Cavell is the State Geodetic Coordinator and a Fellow of AAGS, NSPS, and ACSM and has been active in the ACSM and the Louisiana Society of Professional Surveyors (LSPS). He was licensed by the Louisiana Professional Engineering and Land Surveying Board, in 1990, and approved as a Professional Development Provider in 2004. In 2007, The U.S. Bureau of Land Management recognized him as a Certified Federal Surveyor.

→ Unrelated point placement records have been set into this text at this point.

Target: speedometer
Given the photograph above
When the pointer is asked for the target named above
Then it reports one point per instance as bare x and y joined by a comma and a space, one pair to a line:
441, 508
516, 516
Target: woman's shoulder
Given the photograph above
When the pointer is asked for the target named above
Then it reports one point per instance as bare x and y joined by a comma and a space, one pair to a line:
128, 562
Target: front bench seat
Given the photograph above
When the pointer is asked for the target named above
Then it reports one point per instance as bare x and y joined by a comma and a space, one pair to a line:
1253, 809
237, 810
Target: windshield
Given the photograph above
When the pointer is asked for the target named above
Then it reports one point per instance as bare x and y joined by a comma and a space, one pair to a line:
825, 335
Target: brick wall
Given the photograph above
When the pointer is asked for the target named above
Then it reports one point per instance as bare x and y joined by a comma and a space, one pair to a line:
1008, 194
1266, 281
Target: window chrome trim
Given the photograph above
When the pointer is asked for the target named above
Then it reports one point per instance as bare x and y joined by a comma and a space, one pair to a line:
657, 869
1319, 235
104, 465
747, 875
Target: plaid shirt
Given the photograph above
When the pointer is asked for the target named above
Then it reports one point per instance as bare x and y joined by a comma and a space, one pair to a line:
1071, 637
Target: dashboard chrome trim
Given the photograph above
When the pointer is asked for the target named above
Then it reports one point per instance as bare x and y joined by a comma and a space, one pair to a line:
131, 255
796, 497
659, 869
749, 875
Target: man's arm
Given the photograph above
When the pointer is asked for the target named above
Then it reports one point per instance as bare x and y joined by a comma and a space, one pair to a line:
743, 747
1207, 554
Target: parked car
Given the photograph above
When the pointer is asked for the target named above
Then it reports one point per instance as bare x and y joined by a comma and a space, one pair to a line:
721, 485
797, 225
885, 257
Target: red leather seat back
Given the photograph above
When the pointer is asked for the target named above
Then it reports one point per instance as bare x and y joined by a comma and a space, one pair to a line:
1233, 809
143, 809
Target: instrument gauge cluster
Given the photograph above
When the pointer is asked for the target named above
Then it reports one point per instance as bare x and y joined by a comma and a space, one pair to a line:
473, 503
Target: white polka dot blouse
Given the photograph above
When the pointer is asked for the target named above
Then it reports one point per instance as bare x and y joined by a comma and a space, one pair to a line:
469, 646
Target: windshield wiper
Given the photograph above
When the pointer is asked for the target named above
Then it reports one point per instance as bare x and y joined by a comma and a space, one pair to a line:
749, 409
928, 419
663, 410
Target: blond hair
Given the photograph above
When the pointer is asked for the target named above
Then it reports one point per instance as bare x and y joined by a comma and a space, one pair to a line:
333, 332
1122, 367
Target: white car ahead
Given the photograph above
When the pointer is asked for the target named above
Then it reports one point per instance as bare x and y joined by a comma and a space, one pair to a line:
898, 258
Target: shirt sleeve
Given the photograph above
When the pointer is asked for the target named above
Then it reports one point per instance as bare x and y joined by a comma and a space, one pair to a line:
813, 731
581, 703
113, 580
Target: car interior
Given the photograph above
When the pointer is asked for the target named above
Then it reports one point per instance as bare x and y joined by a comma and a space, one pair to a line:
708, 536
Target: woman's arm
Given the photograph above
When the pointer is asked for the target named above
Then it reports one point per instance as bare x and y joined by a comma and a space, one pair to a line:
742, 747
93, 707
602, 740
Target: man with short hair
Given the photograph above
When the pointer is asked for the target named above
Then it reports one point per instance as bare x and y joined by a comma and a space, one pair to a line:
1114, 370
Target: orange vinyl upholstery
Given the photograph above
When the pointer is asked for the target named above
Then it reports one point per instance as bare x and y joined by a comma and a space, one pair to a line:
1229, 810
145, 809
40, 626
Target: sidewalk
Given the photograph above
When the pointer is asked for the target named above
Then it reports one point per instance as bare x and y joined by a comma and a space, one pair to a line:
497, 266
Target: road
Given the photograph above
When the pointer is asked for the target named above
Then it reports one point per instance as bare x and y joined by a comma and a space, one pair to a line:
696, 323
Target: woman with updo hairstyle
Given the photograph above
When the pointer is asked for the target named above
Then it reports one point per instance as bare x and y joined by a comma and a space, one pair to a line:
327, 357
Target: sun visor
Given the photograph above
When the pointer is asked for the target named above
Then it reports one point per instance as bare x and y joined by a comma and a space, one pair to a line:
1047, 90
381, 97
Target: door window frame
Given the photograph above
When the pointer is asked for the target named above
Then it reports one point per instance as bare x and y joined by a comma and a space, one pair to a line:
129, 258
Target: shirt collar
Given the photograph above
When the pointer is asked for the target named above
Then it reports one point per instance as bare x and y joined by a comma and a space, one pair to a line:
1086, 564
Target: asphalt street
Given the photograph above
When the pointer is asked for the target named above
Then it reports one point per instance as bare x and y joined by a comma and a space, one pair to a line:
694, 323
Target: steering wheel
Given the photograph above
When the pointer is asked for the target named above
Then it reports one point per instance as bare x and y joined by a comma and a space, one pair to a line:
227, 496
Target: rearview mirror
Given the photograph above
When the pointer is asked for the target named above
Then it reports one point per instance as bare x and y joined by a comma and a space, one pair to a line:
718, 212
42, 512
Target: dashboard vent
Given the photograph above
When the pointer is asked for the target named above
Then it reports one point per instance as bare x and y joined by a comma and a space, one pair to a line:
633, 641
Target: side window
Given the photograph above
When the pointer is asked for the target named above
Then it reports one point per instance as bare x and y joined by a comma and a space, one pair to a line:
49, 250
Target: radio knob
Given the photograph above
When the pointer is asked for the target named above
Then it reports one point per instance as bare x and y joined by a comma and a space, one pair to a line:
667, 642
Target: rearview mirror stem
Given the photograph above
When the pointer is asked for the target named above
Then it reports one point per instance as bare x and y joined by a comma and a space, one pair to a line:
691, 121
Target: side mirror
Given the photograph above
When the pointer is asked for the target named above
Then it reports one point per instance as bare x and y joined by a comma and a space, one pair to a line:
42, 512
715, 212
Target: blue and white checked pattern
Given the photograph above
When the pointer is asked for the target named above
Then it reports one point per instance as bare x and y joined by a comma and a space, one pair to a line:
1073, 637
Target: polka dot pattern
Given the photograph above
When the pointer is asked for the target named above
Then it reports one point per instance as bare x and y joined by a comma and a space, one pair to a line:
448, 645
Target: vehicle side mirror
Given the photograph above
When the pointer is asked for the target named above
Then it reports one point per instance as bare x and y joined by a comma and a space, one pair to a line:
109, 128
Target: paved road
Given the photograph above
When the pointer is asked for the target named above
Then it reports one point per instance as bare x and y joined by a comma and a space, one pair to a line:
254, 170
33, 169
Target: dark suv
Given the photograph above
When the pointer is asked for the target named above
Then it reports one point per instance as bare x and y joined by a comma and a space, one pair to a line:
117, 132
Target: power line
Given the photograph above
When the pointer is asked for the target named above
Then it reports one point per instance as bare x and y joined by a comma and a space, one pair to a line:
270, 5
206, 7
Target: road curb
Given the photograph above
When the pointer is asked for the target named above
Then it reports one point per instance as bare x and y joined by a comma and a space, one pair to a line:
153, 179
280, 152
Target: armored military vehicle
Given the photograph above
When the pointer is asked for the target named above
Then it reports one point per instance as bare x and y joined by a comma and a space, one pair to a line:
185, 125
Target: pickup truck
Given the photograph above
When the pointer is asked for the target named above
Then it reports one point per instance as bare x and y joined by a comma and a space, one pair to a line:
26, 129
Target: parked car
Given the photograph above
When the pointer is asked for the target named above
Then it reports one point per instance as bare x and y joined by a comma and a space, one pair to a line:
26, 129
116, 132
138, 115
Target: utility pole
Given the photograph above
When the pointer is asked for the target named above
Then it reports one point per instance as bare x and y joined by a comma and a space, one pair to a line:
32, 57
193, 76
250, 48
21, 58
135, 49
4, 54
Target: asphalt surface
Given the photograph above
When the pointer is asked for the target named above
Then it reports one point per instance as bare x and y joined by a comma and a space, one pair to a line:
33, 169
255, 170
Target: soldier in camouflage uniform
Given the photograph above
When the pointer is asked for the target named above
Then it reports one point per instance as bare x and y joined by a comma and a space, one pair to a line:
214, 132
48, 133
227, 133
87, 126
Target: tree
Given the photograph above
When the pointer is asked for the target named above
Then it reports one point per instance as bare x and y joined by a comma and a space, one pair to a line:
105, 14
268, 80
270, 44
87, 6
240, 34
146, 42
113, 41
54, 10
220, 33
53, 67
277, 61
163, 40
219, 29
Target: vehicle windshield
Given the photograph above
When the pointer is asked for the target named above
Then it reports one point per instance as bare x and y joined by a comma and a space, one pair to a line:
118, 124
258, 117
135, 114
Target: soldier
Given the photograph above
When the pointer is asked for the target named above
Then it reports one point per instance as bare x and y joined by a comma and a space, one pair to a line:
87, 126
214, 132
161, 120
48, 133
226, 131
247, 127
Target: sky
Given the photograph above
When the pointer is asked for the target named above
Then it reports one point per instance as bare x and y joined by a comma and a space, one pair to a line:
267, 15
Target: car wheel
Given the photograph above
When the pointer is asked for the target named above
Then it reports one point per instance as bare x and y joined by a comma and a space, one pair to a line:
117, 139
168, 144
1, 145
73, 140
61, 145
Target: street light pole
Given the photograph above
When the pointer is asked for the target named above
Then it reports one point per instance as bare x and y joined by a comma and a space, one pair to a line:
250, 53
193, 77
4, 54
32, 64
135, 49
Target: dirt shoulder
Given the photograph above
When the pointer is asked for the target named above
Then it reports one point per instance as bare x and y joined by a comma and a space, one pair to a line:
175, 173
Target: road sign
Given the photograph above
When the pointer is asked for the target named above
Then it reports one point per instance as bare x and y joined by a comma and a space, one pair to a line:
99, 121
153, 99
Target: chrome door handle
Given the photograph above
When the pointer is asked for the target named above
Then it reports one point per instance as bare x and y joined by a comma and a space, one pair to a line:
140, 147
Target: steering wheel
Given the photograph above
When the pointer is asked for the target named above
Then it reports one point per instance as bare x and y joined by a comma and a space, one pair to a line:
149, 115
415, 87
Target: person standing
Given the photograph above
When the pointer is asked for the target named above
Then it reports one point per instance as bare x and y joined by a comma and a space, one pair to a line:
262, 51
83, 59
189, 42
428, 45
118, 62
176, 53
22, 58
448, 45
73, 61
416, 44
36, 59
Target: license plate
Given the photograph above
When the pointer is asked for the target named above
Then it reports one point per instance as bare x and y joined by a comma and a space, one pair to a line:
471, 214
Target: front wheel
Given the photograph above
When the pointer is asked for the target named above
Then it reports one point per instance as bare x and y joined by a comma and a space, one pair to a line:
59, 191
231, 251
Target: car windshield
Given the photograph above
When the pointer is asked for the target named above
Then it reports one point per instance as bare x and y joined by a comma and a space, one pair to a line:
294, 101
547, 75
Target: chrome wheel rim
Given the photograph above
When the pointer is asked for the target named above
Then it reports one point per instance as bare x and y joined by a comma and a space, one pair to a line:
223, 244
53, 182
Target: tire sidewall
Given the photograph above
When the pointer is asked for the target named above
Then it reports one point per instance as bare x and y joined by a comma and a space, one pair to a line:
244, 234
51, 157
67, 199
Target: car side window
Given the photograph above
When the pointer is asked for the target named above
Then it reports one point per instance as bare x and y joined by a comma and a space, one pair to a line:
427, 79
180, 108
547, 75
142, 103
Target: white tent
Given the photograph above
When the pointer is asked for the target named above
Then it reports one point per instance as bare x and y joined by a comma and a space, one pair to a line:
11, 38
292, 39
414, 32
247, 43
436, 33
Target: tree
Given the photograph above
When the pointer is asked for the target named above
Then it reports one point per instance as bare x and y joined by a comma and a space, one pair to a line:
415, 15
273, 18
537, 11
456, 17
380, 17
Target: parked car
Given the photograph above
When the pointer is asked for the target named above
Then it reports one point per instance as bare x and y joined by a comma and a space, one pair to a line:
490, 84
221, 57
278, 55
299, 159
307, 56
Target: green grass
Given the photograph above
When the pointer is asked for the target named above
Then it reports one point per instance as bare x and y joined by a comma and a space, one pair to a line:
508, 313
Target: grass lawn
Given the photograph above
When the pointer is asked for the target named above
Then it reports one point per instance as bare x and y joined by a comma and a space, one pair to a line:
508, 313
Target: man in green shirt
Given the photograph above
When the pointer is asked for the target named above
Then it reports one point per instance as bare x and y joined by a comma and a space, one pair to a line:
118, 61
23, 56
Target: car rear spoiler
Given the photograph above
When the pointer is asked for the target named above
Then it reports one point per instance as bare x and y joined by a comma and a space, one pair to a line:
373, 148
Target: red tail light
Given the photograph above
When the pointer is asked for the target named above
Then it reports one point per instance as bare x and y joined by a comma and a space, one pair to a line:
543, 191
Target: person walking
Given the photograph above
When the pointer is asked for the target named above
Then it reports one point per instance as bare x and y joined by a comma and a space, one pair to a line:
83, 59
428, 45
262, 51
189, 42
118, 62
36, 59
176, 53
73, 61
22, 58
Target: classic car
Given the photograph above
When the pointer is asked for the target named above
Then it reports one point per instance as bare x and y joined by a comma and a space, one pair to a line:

He is a researcher at the Louisiana Spatial Reference Center (LSRC) at LSU C4G attempting to better define the Geoid model for Louisiana with hopes of expanding to the Gulf Coast. The Geoid is an invisible surface that has the same gravity potential on every part of that surface and is the best fit for what has been called “Mean Sea Level.” Previous and existing geoid models have been poor compared to most of the continental United States, due to its unique geology. The goal is ambitious; to achieve a precision of 1 centimeter (current models have errors as much as 8 cm).
A successful result will permit areas within Louisiana and the Gulf Coast with the tools necessary to quickly and regularly determine tectonic movement, subsidence, and sea level rise and better plan and respond to natural changes and emergencies.
Cavell continuously strives to educate the public about the breadth of Geodesy and the surveying profession, its history, the dependence society has on it, and the dangers of assuming robots or numbers from measurements are exact.